Using the ethnographic technique of participant observation, the data for
this thesis were collected over a 2 year period from a group of 54 speakers
who play together in West Fife High Pipe Band (WFHPB). These data form a
corpus of 38 hours of conversation (roughly 360,000 words). 

Two different phonological variables are discussed in this thesis:
th-fronting, which is a consonantal change in progress in this community,
and variation in the BIT vowel, which is reported to be a stable variable
in this variety. Using quantitative methods that are typically considered
appropriate in variationist sociolinguistics (i.e. varbrul and multiple
regression), this thesis correlates variation in both of these variables
with a number of different 'social', 'linguistic' and 'cognitive' factors
and shows that this is one way to explore the potential for synthesis.  
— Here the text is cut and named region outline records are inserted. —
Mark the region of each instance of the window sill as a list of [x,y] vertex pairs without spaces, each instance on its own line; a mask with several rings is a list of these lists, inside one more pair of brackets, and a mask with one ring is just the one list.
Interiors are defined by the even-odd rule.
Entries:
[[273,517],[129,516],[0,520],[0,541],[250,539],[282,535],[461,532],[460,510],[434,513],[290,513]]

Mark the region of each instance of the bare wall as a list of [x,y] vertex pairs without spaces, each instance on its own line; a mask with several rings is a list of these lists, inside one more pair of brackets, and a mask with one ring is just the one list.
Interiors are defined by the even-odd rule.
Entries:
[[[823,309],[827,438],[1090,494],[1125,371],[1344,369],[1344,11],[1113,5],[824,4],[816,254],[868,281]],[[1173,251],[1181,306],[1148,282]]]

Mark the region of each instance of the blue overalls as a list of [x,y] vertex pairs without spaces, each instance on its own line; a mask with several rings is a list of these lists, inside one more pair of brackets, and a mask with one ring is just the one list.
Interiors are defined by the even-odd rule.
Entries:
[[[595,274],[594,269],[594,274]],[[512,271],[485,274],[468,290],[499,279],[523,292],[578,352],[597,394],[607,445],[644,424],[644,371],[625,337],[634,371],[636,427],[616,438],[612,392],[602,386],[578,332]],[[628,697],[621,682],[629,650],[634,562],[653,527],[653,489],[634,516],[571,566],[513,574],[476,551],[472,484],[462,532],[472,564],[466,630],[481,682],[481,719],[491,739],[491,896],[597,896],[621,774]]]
However, it is vital not only to incorporate these factors into a
quantitative analysis of variation; it is also necessary to be able to
explain the outcome of the quantitative analysis by invoking principles of
the theoretical framework. By adding the theoretical assumptions of the
usage-based approach to an analysis of variation that is already grounded
in current sociolinguistic practices of data collection and interpretation,
I suggest that it is possible to reach a more unified and insightful
explanation of linguistic variation and change in this community and a more
unified and insightful approach to linguistic theory; one in which
'everything fits, and everything fits together' (Langacker 1987: 32).